Fleet – A fleet run executes a Nextmv provided application for vehicle routing problems. Runs submitted to this job must conform to the nextmv specified fleet input model.
Binary – this type of job executes a binary that solves a decision optimization problem defined using the Nextmv engine. We intend to deprecate this type of run in the future in favor of a SDK plugin.
SDK – The SDK job executes a binary that uses the Nextmv plugin. This is not yet implemented. We can help with a workaround until this job is added using binary plugins.
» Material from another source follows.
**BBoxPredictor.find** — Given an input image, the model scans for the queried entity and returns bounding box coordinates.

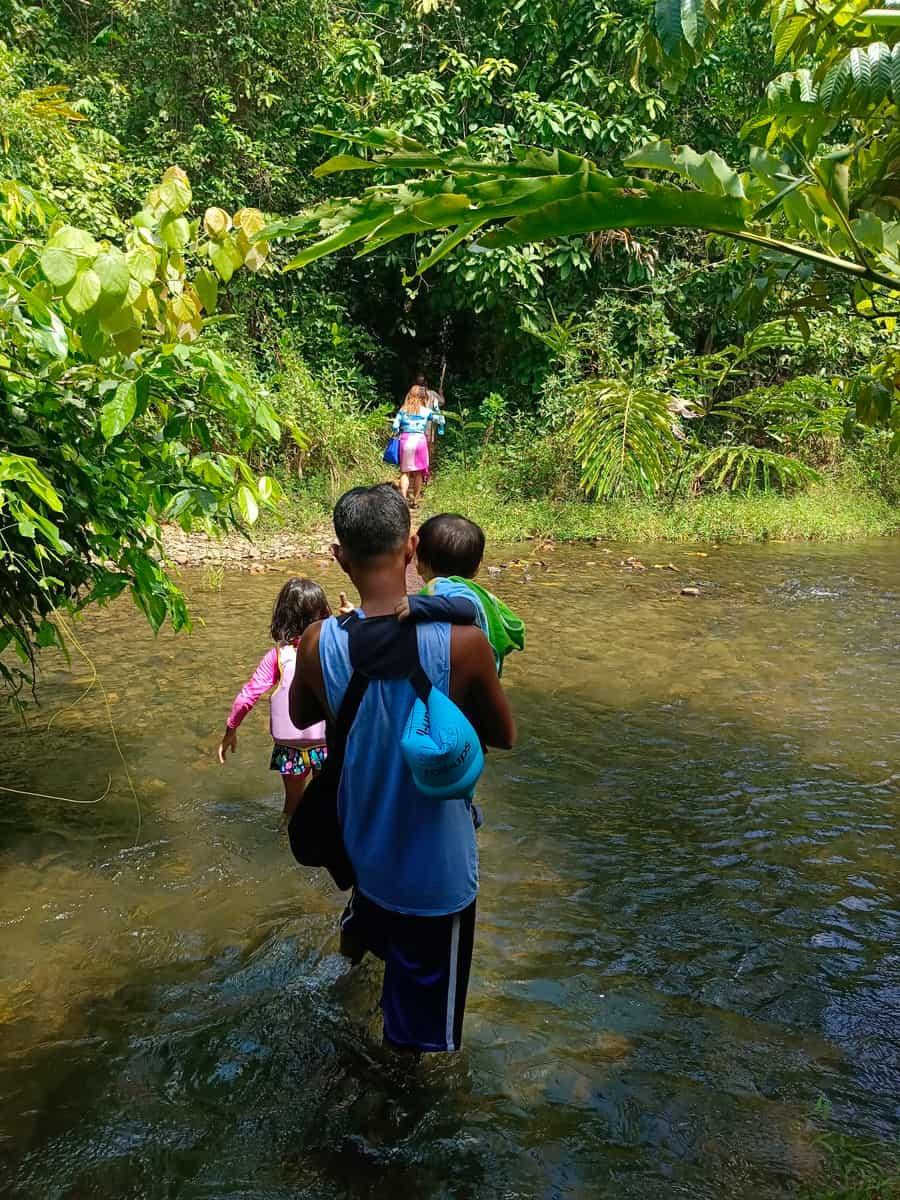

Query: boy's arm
[288,621,329,728]
[398,593,478,625]
[449,626,516,750]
Onfleet – Onfleet is an application that integrates Onfleet with fleet. The input must conform to the specified Onfleet input model. Nextmv calls Onfleet on your behalf to get input data, runs the optimization, then returns results.
Artifacts
Artifacts are customer produced objects used in the processing of runs. Currently artifacts supported are either a binary executable named main, or tarballs that contain a set of assets including an executable named main. These define the executable used when making binary runs. Binary run requests include an artifact identifier.
Worker Pools
Worker pools are dedicated compute pools for processing runs. You specify what pool to use on a run when submitting the request. You can control the minimum and maximum compute resources in a worker pool, and they will be scaled automatically for you based upon the number of runs waiting to be processed. Worker pools can use either ARM or AMD based containers and instances. Binaries that you run must match the architecture of the worker pool containers/instances.
Secrets
A secret is a customer-provided sensitive secret that the runner needs to protect, for example, an Onfleet API key. These secrets are encrypted and stored by the runner. For jobs that require secrets the input specifies a secret key identifier used by the job to access a previously defined secret.